Regina Romero exemplifies the Southwestern border experience. She is the youngest of 6 children born to immigrant parents and was the first member of her family to vote and the first to graduate from college. Romero achieved two more firsts in 2007 when she became the first Latina elected to the Tucson City Council and the first woman to represent Tucson’s historic Ward 1. She is a cofounder and on the board of directors of the Arizona Association of Latino Elected Officials (AALEO). Regina was recently named the Director of Latino Engagement for the Center for Biological Diversity. She's working to develop strategies and tactics to engage the Latino community in the broader conversation of environmental justice.
As a sitting City Councilor, Romero fought for and won the recognition of a Cesar Chavez holiday for Tucson, staunchly opposed anti-immigrant legislation like SB1070, championed downtown revitalization initiatives including Tucson’s modern streetcar, advocated for the culturally and historically relevant Tucson Origins Heritage Park and protected natural areas like the Painted Hills, and Tumamoc Hill west of Tucson.

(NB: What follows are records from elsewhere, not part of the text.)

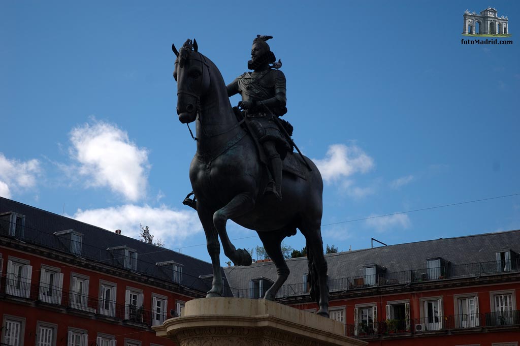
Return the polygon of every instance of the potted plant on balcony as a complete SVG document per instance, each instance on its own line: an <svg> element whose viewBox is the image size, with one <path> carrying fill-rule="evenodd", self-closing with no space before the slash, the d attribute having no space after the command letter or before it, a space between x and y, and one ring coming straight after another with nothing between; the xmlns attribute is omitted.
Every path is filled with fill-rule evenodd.
<svg viewBox="0 0 520 346"><path fill-rule="evenodd" d="M393 334L397 332L397 327L399 325L399 321L397 319L387 319L386 331L387 332Z"/></svg>
<svg viewBox="0 0 520 346"><path fill-rule="evenodd" d="M368 325L365 322L359 324L359 336L364 336L368 332Z"/></svg>

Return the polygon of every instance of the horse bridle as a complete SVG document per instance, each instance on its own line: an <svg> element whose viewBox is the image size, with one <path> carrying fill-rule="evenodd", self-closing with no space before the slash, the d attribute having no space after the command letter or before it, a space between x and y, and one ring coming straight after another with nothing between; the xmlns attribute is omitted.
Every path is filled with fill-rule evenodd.
<svg viewBox="0 0 520 346"><path fill-rule="evenodd" d="M191 54L190 55L191 56ZM202 85L202 82L204 81L204 66L205 66L207 68L208 71L209 71L209 70L210 70L210 65L206 61L206 58L205 58L205 57L203 55L202 55L200 53L199 53L199 55L202 58L202 59L197 59L197 58L192 58L192 57L191 57L191 56L190 57L189 57L189 58L188 57L184 58L184 59L185 59L186 60L194 60L199 61L201 63L201 76L200 76L200 81L199 82L199 88L198 88L200 90L201 86ZM184 64L183 64L183 65L184 65ZM184 66L181 66L181 68L183 68L183 67L184 67ZM209 75L210 76L210 82L209 82L209 84L211 85L211 74L209 73ZM179 95L181 94L186 94L186 95L189 95L190 96L192 96L192 97L195 98L195 99L196 99L195 107L196 107L196 110L197 111L197 114L196 116L196 120L197 120L197 118L199 118L199 121L200 122L201 127L202 129L202 132L204 132L204 135L205 136L207 136L207 137L216 137L217 136L220 136L220 135L223 135L225 133L227 133L228 132L229 132L231 131L231 130L232 130L235 127L236 127L237 126L239 126L240 125L241 125L242 123L244 122L244 121L245 119L245 118L244 118L242 120L241 120L240 121L238 122L237 124L236 124L233 126L231 126L230 129L228 129L228 130L226 130L226 131L224 131L223 132L221 132L220 133L218 133L218 134L209 134L209 133L207 133L206 132L206 130L205 130L205 129L204 129L204 125L202 124L202 116L201 115L201 112L200 112L200 110L201 110L201 107L200 107L200 95L197 95L197 94L195 94L194 93L192 93L192 92L191 92L190 91L186 91L186 90L185 90L184 89L177 89L177 97L178 97ZM190 128L189 123L186 123L186 125L188 126L188 130L189 130L189 131L190 131L190 134L191 135L191 138L193 138L193 140L198 140L198 138L197 137L195 137L194 136L193 136L193 132L191 131L191 129Z"/></svg>

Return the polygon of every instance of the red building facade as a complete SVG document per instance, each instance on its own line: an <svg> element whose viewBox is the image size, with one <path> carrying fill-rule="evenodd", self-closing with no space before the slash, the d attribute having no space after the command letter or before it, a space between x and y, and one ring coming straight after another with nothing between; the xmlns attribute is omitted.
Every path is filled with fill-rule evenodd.
<svg viewBox="0 0 520 346"><path fill-rule="evenodd" d="M167 346L210 263L0 198L2 344Z"/></svg>
<svg viewBox="0 0 520 346"><path fill-rule="evenodd" d="M518 346L519 250L515 230L326 255L330 317L369 346ZM287 263L289 283L277 299L315 313L306 258ZM257 298L276 279L274 267L225 271L237 295Z"/></svg>

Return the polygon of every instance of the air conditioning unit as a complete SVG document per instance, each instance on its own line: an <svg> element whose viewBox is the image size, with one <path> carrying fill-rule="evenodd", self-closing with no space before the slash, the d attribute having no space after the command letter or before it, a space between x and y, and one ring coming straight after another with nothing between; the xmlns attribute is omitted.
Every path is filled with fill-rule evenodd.
<svg viewBox="0 0 520 346"><path fill-rule="evenodd" d="M415 325L415 331L423 331L426 330L424 323L419 323Z"/></svg>

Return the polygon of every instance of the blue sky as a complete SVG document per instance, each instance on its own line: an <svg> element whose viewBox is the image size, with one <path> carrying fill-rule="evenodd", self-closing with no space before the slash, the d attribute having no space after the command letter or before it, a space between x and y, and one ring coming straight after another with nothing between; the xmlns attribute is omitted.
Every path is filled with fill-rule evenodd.
<svg viewBox="0 0 520 346"><path fill-rule="evenodd" d="M196 38L229 83L262 34L283 63L285 119L325 181L324 244L520 228L520 196L330 224L520 193L517 2L257 3L0 3L0 195L131 236L148 225L209 260L180 203L196 147L177 119L171 44ZM464 10L490 5L514 44L462 45Z"/></svg>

Romero has also enjoyed success promoting her economic agenda by helping to create jobs and fighting for working families. She has championed Equal Pay for Equal Work and Earned Sick and Safe Leave as well as more traditional economic development. In 2010, Tucson’s Mayor and Council unanimously approved her Economic Recovery Plan to revamp the City’s economic development strategy and create high-wage, long-term jobs. The Plan included partnerships with the University of Arizona (Romero’s alma mater), leveraging City projects to generate private investment and growing a variety of economic incentives to spur growth. Romero has been a tireless advocate for international trade and improved relations with Mexico, participating in numerous economic development missions to facilitate increased trade and transnational growth.
Prior to her election to the City Council, Romero spent twelve years putting youth to work and administering more than $3.5 million in neighborhood infrastructure projects. She is a co-founder of Las Adelitas, the first advocacy organization in Arizona dedicated to building Latina political power and getting Latinas engaged in public service. Romero has received countless awards for her community service and leadership including the “40 under 40” Award from the Tucson Hispanic Chamber of Commerce, the Public Servant of the Year from the Tucson Mountains Association, the LULAC Community Service Award, the Woman on the Move Award from the YWCA, the Woman of Influence Award from Wings for Women and the Ohtli Award, the highest honor bestowed to US citizens by the Mexican Government.
Romero’s parents taught her to value hard work and courage. Inspired by leaders like Cesar Chavez and Dolores Huerta as well as her family, Romero has dedicated her life to pursuing justice and improving the world around her. Romero is a pro-child, pro-family and pro-choice mother of two bilingual, bicultural and bi-adorable children, Emiliano and Luciana. She has been married to Ruben Reyes since 2003. Regina believes in the power of public service and is dedicated to making Tucson a more vibrant city known for its natural environment and its respect for people and culture.